第71話
円卓に置かれた救急箱から、麗奈はアルコールと脱脂綿を取り出す。
そしてたっぷりとアルコールを吸った脱脂綿をピンセットの先で優しく摘んだ。
「それで、この頬は?」
「……スーパーの行きで、お前の親父さんに会った」
「あらそう」
ピンセット先の脱脂綿を、俺の頬に優しく当てる麗奈は、意外にも驚きを見せなかった。
まさか先程の俺の表情から、全てを察したとでもいうのだろうか。
「それですまん、お前の親父さん……殴っちまった」
「あら、どうして謝るのよ?」
「いやそれは……」
「だって貴方は……私とお父さんの為にそうしてくれたのでしょう?」
そんな何もかもを見透かし、俺に対して絶対的信頼をおく麗奈に、傷口に染みるアルコールの痛みなど忘れて自然と熱くなる顔を隠してしまう。
……こういう事をよくも平然と言えるな。
「貴方の顔を見る辺り、お父さんには全てを伝えられたようだし」
「まあ、あの様子なら大丈夫だとは思うが……」
「そうなれば私も、元の家に帰れるというわけね」
「……ああ」
そう、もし麗奈の父親が改心し、全く問題なく、娘をきちんと愛せる親に戻ったのなら、麗奈がここで居候を続ける必要は無い。

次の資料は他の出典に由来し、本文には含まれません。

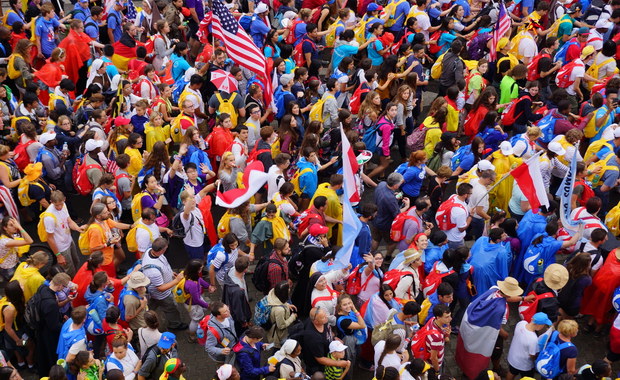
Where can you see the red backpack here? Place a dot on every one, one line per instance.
(418, 343)
(532, 67)
(433, 279)
(435, 48)
(528, 309)
(356, 99)
(444, 213)
(21, 157)
(354, 281)
(396, 232)
(508, 116)
(80, 178)
(562, 80)
(393, 277)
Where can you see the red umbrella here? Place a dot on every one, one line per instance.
(224, 81)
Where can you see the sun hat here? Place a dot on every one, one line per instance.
(33, 171)
(506, 148)
(411, 255)
(510, 287)
(137, 279)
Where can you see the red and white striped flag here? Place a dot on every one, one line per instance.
(529, 178)
(502, 26)
(239, 46)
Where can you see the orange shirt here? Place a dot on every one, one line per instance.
(99, 234)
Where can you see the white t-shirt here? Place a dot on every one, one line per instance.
(524, 343)
(194, 228)
(275, 179)
(458, 216)
(59, 227)
(578, 72)
(527, 47)
(479, 197)
(144, 239)
(390, 360)
(128, 363)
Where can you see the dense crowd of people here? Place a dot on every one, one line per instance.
(149, 114)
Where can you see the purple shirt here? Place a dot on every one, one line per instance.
(194, 288)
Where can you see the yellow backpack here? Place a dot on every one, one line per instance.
(132, 242)
(612, 220)
(223, 227)
(41, 226)
(590, 130)
(595, 179)
(330, 38)
(83, 243)
(594, 69)
(10, 68)
(316, 112)
(22, 192)
(595, 147)
(295, 180)
(227, 106)
(136, 206)
(390, 9)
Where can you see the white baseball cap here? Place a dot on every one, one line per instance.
(556, 148)
(485, 165)
(336, 346)
(506, 148)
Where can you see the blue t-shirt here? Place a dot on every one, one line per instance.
(258, 30)
(80, 13)
(342, 51)
(414, 176)
(115, 23)
(373, 53)
(45, 30)
(91, 27)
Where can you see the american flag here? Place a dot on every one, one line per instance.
(502, 26)
(240, 46)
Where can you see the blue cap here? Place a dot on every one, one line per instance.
(166, 340)
(541, 319)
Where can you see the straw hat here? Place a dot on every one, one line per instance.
(33, 171)
(556, 276)
(411, 255)
(510, 287)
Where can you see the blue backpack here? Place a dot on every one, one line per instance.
(246, 22)
(371, 136)
(561, 54)
(548, 361)
(547, 126)
(459, 155)
(213, 253)
(121, 297)
(279, 99)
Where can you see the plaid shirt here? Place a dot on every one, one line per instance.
(277, 273)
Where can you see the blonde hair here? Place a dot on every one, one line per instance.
(568, 327)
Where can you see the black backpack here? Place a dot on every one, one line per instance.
(177, 227)
(32, 314)
(260, 278)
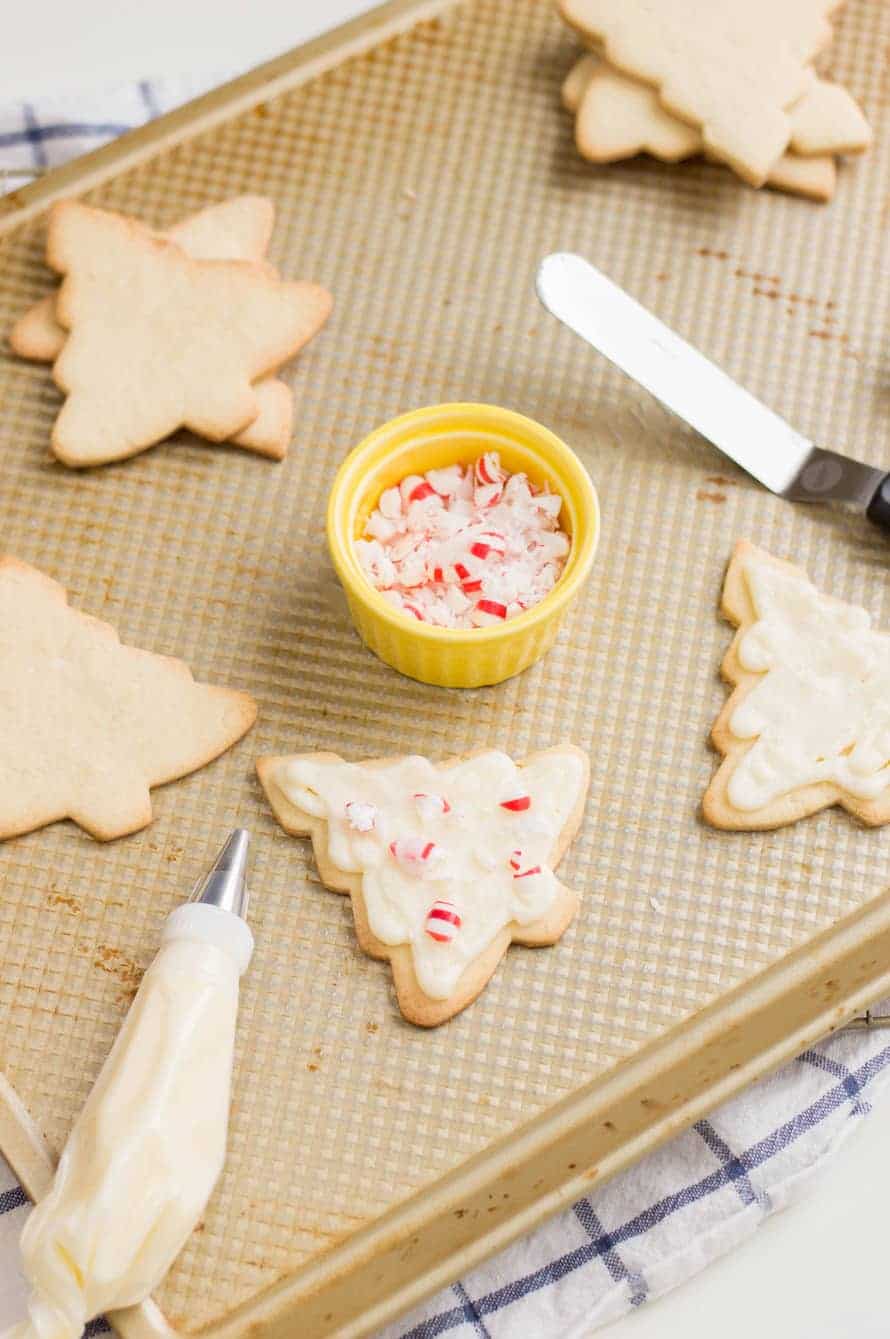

自身の家に帰って、普通の高校生活を送ればいいだけの事。
しかしだ、俺はそんな麗奈の幸せを……どうしても全力で応援出来ずにいた。
初めの内は自分が悪いとは言え、麗奈との同居に気乗りしていなかった。
当然だ、異性との同居など、絶対に面倒事が出てくるものだからな。
しかし最近は、麗奈が居るのが当たり前、寧ろ……少し嬉しさを感じていた。
家に帰り『ただいま』と言えば『お帰りと』帰ってくる。
そんな当たり前が、最近の俺は心地が良かったのだ。
だからそれが失われると思うと、とても身勝手なことだと理解していても……それを快く応援はしてやれない。
いつから俺はこんなにも我儘になってしまったのだろうか。
だから俺は聞いてしまった。
麗奈の意思を、内心を――。
「なあ、もし親父さんが戻ったら……ここを出るか?」
正直答えは分かっている。
麗奈はきっと出て行かないと言うだろう。
短い期間とはいえ、ここまで共にしてきたのだ。
それくらいの事は俺にもわかる。
それにこんな言い方は卑怯かもしれないが、麗奈は俺の気持ちを理解している。
だからこの問いには、何の駆け引きも存在していないのだ。
ただ麗奈に行かないと言わせたいだけ。
そんな身勝手な、我儘な願いなのだ。
俺の問いを聞いた麗奈は、真っ直ぐに俺を見つめる。
答えは初めから決まっている。
そうその碧眼は俺に訴えかけてきた。
だからこそ、変に安心感を抱いてしまった俺は、麗奈のその言葉に驚愕してしまう。
「――ええ、出て行くわ」
淡々と、麗奈は普段通り無表情な顔でそう答えた。